スピードラーニング

74にもなる母が一体何をおもったのか『スピードラーニング』というものを買っていた。母は疑り深い人間で普段は石橋を叩いて、叩いて、叩き割るタイプの人間なのだが、どうやらそんな母も石川遼君の美貌にはこともなくだまされてしまったらしい。

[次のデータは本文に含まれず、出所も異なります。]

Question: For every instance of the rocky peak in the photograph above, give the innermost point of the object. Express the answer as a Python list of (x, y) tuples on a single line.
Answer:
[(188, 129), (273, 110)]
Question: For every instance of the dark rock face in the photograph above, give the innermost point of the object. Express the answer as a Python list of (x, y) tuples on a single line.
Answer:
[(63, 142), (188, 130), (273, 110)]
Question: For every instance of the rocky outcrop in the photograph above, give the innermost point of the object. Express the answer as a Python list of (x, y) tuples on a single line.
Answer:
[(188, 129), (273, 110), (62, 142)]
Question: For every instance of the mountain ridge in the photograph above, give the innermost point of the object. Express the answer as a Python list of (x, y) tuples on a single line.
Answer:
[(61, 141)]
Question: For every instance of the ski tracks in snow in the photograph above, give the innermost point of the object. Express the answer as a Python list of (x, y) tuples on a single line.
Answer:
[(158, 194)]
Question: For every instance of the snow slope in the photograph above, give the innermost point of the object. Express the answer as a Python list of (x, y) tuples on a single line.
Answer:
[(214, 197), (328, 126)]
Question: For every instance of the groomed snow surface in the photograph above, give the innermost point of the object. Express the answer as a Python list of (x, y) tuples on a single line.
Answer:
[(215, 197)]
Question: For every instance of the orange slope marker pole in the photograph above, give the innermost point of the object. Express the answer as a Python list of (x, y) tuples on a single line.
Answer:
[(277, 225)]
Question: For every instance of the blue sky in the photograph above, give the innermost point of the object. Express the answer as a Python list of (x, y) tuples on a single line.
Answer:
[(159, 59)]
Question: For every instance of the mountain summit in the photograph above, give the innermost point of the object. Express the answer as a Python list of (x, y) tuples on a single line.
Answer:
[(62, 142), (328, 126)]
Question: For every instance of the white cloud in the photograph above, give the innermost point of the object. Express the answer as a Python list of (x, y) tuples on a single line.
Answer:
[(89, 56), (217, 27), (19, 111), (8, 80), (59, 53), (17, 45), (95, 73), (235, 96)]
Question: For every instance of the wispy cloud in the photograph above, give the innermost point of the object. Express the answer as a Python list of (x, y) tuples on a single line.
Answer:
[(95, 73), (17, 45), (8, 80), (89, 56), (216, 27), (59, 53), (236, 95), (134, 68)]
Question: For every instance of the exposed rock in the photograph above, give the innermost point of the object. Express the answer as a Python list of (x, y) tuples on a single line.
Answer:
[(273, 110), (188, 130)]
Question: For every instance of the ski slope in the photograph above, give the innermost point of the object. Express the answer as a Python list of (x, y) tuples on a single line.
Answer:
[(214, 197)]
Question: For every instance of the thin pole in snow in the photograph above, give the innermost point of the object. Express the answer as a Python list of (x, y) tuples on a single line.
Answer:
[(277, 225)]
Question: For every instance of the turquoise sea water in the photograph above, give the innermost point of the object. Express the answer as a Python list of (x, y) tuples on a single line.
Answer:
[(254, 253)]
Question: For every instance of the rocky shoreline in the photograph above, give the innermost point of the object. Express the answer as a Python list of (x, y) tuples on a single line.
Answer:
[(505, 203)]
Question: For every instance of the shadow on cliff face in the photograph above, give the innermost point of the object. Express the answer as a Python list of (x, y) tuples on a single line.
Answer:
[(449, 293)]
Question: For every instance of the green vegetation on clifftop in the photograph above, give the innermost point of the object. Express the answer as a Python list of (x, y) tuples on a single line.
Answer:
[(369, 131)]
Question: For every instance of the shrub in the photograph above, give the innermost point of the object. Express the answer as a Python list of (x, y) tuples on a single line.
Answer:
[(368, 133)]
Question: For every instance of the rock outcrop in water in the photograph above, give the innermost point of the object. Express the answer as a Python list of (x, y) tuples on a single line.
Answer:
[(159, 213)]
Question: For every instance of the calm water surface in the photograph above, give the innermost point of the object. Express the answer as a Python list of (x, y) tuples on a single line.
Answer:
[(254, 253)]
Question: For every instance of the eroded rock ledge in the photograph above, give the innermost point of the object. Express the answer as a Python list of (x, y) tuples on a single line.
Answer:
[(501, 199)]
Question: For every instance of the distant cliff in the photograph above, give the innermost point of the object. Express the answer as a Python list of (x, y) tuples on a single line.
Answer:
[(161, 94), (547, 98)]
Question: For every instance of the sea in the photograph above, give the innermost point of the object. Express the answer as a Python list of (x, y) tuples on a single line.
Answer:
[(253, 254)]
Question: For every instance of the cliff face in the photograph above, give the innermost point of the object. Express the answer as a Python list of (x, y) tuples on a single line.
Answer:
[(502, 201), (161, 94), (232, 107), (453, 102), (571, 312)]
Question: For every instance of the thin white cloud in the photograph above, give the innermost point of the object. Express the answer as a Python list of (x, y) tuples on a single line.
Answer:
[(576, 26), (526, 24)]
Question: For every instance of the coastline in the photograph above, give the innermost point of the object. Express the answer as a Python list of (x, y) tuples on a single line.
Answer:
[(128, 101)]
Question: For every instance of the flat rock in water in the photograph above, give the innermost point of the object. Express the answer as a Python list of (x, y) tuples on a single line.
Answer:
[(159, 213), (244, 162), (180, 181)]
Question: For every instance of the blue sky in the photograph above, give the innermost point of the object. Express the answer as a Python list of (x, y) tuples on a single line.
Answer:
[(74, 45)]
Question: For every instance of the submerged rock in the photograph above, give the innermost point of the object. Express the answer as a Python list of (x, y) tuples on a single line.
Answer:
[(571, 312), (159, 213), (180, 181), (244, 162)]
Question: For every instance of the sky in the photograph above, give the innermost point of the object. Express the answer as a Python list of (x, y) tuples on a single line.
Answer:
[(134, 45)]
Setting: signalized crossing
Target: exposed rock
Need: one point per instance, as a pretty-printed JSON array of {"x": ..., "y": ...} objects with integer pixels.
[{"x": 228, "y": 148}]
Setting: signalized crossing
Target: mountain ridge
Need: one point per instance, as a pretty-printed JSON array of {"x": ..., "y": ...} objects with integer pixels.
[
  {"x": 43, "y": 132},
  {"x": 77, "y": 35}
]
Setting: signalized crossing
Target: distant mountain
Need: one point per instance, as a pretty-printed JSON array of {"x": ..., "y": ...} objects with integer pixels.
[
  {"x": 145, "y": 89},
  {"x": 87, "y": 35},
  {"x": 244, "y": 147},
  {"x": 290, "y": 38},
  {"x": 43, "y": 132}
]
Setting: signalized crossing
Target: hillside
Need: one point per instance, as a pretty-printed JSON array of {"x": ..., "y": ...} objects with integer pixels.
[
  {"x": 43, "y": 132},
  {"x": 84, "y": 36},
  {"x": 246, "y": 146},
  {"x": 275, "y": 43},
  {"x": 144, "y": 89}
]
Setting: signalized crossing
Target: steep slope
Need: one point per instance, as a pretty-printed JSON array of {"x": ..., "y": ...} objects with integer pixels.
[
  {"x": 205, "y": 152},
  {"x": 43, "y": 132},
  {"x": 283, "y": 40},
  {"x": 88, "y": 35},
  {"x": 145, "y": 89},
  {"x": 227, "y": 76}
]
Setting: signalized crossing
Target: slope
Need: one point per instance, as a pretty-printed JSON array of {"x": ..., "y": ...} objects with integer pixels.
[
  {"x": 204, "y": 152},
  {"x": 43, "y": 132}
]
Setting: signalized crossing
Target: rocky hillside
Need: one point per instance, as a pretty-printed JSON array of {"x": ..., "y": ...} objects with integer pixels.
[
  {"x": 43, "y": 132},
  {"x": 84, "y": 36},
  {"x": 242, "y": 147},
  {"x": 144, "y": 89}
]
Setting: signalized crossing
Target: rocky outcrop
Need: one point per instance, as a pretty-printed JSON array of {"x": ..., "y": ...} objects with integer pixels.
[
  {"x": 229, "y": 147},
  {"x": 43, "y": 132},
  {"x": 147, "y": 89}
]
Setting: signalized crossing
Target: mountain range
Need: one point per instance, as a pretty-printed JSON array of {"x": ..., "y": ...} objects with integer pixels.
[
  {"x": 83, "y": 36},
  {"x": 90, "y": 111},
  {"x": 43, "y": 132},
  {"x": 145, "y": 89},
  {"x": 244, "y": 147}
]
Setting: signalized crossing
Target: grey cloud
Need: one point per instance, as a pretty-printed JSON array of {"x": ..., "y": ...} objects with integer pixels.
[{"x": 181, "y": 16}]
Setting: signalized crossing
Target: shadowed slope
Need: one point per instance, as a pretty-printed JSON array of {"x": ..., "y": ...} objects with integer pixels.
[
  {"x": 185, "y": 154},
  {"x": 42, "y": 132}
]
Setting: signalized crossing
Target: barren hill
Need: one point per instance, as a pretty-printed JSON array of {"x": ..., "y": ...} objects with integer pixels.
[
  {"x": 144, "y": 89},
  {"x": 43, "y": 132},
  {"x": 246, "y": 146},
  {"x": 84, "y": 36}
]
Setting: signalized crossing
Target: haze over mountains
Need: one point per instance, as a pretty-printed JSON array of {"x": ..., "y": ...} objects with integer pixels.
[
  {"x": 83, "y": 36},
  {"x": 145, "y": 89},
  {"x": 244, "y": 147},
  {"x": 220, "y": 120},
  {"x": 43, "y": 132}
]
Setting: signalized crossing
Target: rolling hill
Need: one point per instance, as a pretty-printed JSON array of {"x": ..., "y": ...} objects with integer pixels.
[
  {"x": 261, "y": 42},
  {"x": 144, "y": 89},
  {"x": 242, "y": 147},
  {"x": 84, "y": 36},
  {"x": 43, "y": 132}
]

『ただなにげに聞いていただけなのに、ある日突然ぺらぺらと英語が話せるようになっていた』という、どこにもありがちな、けど魔法のような宣伝文句に、いとも簡単にやられていた。

そりゃあ、海外にしょっちゅう行っていて、しかも外国人の選手とかとのやり取りも頻繁にあって、それにまだ体も脳ミソも若くて柔軟性のある石川遼君だったら、ある日突然ぺらぺらとしゃべれるようになったのかもしれないけど。

”マァイ ネえィム ぃズ エァーん テイラー”

別に自分の名前がAnn Taylerでもないのに他人の名前で自己紹介する場面を繰り返し繰り返し練習することにばかばかしさを感じ、ぷつりとやめてしまったらしい。

私も半分アメリカにいるし、アメリカ人のパートナーがいるので自分も英語で会話を少しくらいできたらいいと思って始めたのかとおもうとちょっと胸がきゅんとするが、この際英語よりジェスチャーの方がずっと通じるような気がする。母は日本語を話すときも手がないと話せないので、実は手で話しているような気がする。

“Who are you?”

“I am your daughter.”

という会話だけは先々役に立つかもしれないよ、とは言っているが、実際、私の脳みそよりか、母の方が案外しっかりしているので先にボケたらごめんね、と今のうちから謝っている。